When a VM function is called:
  1. A new activation record is created with registers initialized to the Unit value
  2. Function parameters are copied into the first N registers and also into the locals map
  3. Upvalues are set up according to the function’s declaration
  4. The instruction pointer is set to 0
  5. Execution begins at the first instruction and continues until a RET instruction is encountered
  6. The value in the specified register is returned to the caller
VM functions use a register-based model where most operations involve reading from and writing to numbered registers.
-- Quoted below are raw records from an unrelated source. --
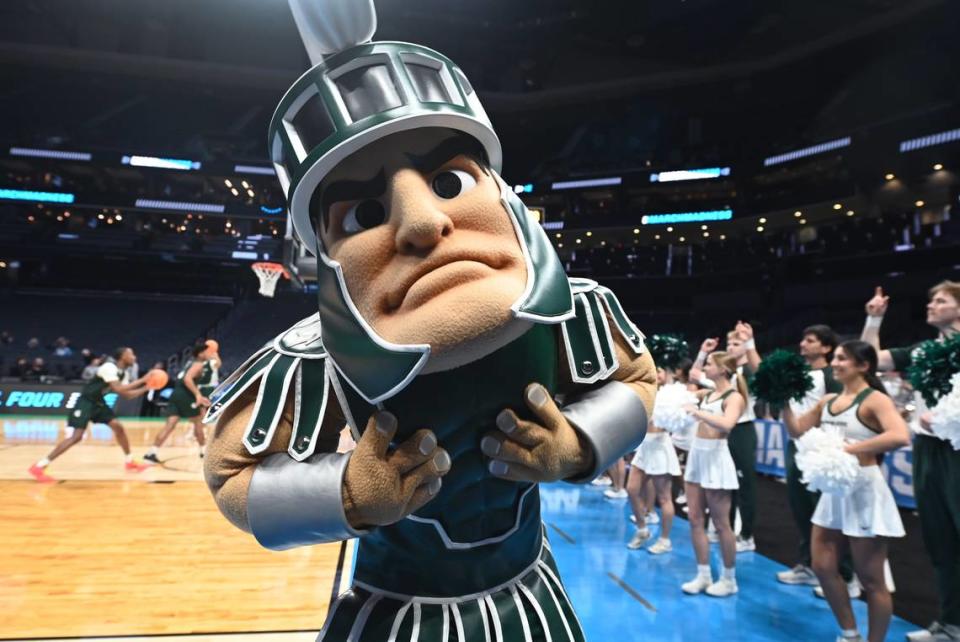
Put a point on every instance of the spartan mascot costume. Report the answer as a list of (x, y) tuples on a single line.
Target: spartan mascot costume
[(465, 362)]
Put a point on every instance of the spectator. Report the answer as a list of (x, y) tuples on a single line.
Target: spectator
[(61, 347), (90, 371), (20, 368), (37, 370)]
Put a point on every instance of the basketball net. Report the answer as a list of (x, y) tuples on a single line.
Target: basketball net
[(269, 274)]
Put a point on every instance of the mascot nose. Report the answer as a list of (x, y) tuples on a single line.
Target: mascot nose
[(420, 223)]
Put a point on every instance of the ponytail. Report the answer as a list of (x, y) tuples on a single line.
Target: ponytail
[(862, 353)]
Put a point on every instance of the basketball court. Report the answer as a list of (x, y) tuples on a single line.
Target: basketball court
[(106, 554)]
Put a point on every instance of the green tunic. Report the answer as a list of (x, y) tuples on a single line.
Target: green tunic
[(92, 406), (182, 402), (475, 559)]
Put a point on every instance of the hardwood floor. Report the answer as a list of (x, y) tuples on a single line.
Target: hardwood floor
[(110, 553)]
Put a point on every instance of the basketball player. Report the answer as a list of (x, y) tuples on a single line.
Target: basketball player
[(187, 398), (110, 377)]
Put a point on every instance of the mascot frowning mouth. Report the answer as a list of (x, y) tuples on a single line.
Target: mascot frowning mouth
[(448, 338)]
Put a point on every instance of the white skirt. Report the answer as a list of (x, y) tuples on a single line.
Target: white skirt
[(869, 510), (710, 465), (656, 455)]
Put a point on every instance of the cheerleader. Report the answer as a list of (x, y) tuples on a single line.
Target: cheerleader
[(711, 476), (655, 461), (864, 518)]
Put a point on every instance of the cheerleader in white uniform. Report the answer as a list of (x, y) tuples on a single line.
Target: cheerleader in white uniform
[(711, 476), (861, 520), (656, 460)]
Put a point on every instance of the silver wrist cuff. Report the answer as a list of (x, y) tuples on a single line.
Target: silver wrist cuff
[(612, 419), (293, 503)]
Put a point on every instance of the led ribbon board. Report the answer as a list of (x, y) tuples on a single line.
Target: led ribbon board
[(690, 174), (50, 153), (687, 217), (160, 163), (930, 141), (807, 151), (147, 203), (588, 182), (254, 169), (31, 195)]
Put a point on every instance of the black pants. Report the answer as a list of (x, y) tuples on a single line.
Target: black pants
[(936, 485), (743, 448)]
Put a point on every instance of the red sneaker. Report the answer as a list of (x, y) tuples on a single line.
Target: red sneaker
[(135, 467), (40, 475)]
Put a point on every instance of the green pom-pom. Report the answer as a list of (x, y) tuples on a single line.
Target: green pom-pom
[(933, 363), (668, 350), (782, 376)]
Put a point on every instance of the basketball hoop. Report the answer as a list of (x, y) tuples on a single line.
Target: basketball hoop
[(268, 275)]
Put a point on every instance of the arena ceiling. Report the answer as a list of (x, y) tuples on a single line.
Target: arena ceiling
[(204, 76)]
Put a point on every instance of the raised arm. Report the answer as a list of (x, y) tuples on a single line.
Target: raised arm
[(745, 330), (708, 346), (876, 307), (189, 380)]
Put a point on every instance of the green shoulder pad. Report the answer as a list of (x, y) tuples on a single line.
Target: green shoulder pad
[(630, 333), (295, 358), (587, 338)]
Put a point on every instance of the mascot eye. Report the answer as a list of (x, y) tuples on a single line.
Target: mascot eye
[(452, 183), (363, 216)]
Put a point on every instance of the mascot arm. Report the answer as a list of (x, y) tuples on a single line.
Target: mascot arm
[(611, 415), (282, 502)]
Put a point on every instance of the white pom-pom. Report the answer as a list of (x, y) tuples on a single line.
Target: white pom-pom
[(826, 467), (668, 412), (329, 26), (946, 414)]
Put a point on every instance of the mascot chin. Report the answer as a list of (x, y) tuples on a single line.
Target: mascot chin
[(467, 365)]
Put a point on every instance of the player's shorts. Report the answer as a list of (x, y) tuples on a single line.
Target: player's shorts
[(87, 411), (182, 404)]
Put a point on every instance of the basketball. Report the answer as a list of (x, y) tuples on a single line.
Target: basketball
[(157, 379)]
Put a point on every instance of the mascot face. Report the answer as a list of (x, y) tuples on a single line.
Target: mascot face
[(429, 253)]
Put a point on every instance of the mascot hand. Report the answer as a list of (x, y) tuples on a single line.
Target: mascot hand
[(382, 485), (536, 452)]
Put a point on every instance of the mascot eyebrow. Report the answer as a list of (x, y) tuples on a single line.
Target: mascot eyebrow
[(375, 187)]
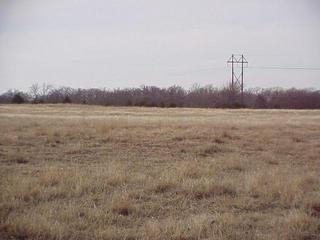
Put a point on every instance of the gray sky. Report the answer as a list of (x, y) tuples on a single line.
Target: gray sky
[(127, 43)]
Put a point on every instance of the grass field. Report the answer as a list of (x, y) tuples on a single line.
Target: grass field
[(86, 172)]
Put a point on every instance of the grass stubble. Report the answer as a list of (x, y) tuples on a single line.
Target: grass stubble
[(87, 172)]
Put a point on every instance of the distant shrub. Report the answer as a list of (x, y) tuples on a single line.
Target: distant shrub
[(18, 99)]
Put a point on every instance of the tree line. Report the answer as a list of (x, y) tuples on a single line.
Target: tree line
[(174, 96)]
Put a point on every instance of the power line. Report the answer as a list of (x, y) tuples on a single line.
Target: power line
[(285, 68)]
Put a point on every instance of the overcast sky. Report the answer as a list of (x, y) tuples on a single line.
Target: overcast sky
[(127, 43)]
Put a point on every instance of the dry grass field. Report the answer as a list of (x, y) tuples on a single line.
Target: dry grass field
[(88, 172)]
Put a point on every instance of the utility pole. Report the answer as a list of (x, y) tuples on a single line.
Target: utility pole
[(237, 80)]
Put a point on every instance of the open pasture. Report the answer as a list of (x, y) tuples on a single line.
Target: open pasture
[(89, 172)]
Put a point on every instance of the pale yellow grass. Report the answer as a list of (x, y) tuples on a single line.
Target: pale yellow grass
[(86, 172)]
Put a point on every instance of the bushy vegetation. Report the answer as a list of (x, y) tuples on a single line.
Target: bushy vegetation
[(174, 96), (79, 172)]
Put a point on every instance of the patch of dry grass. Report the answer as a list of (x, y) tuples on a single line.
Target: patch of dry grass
[(86, 172)]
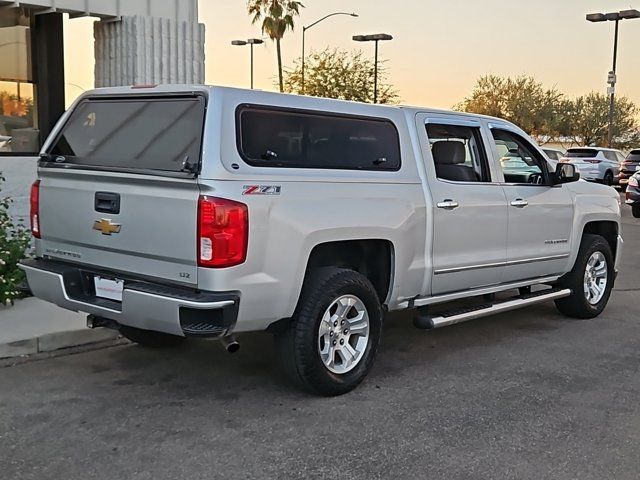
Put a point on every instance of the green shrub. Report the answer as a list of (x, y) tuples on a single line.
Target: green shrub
[(14, 241)]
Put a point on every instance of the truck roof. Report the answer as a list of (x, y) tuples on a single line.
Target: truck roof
[(267, 97)]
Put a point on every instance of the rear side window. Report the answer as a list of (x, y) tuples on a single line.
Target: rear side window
[(270, 137), (147, 134), (581, 153)]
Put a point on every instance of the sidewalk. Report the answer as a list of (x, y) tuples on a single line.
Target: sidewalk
[(34, 326)]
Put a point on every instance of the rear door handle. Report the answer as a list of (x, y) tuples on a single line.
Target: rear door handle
[(448, 204), (519, 202)]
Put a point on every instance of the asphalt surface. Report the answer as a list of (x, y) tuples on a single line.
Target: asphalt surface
[(527, 395)]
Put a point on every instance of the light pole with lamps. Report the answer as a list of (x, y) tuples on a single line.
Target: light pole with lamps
[(304, 31), (374, 38), (613, 17), (251, 42)]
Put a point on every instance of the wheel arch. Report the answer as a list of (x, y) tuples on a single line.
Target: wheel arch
[(374, 258), (607, 229)]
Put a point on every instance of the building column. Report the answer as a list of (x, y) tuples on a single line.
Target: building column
[(48, 61), (148, 50)]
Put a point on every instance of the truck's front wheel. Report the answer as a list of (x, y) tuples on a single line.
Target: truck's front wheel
[(590, 280), (331, 344)]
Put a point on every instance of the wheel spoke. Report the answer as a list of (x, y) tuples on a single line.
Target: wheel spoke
[(346, 356), (338, 355), (344, 305)]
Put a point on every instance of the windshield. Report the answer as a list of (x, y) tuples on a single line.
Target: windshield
[(581, 153), (147, 134)]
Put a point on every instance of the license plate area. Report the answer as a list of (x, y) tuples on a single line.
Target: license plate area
[(109, 288)]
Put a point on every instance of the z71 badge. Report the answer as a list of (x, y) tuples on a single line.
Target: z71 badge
[(261, 190)]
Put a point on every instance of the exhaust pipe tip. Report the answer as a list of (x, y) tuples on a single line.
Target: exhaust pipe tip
[(230, 344)]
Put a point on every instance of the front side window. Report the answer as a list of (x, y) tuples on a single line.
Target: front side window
[(272, 137), (519, 161), (458, 153), (144, 134)]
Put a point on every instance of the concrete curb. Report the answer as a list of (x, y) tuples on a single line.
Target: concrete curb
[(55, 341)]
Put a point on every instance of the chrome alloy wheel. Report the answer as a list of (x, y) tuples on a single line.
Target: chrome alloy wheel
[(595, 278), (343, 335)]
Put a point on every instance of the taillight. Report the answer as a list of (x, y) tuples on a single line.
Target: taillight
[(223, 232), (34, 214)]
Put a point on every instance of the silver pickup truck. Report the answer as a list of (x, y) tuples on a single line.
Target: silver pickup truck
[(189, 211)]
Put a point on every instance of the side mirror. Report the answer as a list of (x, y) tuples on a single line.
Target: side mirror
[(566, 173)]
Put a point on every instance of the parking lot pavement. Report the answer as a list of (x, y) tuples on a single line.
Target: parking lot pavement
[(527, 395)]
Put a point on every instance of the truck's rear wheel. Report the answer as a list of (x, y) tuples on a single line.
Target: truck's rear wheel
[(149, 338), (332, 341), (590, 280)]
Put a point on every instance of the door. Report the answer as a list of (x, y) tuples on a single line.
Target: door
[(540, 214), (468, 209)]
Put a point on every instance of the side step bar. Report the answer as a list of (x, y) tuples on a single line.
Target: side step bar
[(459, 316)]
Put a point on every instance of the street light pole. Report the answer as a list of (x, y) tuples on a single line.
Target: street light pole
[(375, 75), (612, 100), (612, 80), (374, 38), (304, 31), (251, 42)]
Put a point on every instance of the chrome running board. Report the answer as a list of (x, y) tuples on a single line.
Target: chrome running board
[(462, 315)]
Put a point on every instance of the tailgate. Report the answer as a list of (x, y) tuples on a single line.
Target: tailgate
[(154, 233), (118, 185)]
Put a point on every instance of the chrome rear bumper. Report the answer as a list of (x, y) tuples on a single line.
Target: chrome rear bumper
[(144, 305)]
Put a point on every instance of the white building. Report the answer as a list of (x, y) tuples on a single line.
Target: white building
[(135, 42)]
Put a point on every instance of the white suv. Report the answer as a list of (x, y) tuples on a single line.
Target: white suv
[(596, 164)]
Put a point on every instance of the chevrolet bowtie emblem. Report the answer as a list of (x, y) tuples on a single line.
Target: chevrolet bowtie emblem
[(106, 227)]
This approach provides efficient instruction encoding and execution compared to stack-based alternatives.

Control Flow

Control flow within VM functions is managed through:
  • Labels: Named positions in the instruction sequence
  • Jump instructions: Unconditional (JMP) and conditional (JMPEQ, JMPNEQ) transfers of control
  • Function calls: Temporary transfer of control to another function
  • Return instruction: Exit from the current function back to the caller
Labels are defined in the labels map, which associates string names with instruction indices. Jump instructions reference these labels by name, and the VM resolves them to the appropriate instruction index during execution.

Usage Example

Here’s an example of a factorial function implementation: 
let mut labels = HashMap::new();
labels.insert("base_case".to_string(), 6);
labels.insert("recursive_case".to_string(), 8);

let factorial_function = VMFunction {
    name: "factorial".to_string(),
    parameters: vec!["n".to_string()],
    upvalues: Vec::new(),
    parent: None,
    register_count: 5,
    instructions: vec![
        // Check if n <= 1
        Instruction::LDI(1, Value::I64(1)),               // r1 = 1
        Instruction::CMP(0, 1),                           // Compare n with 1
        Instruction::JMPEQ("base_case".to_string()),      // If n == 1, go to base case
        Instruction::CMP(1, 0),                           // Compare 1 with n
        Instruction::JMPNEQ("recursive_case".to_string()), // If not equal, go to recursive case
        Instruction::JMP("base_case".to_string()),
        // base_case: (n <= 1)
        Instruction::LDI(0, Value::I64(1)),               // Return 1
        Instruction::RET(0),
        // recursive_case: (n > 1)
        Instruction::MOV(3, 0),                           // r3 = n
        Instruction::LDI(1, Value::I64(1)),               // r1 = 1
        Instruction::SUB(2, 0, 1),                        // r2 = n - 1
        Instruction::PUSHARG(2),
        Instruction::CALL("factorial".to_string()),
        Instruction::MUL(0, 3, 0),                        // r0 = n * factorial(n-1)
        Instruction::RET(0),
    ],
    labels,
};
This example demonstrates a recursive implementation of the factorial function, showcasing the use of registers, labels, conditional jumps, and recursive function calls.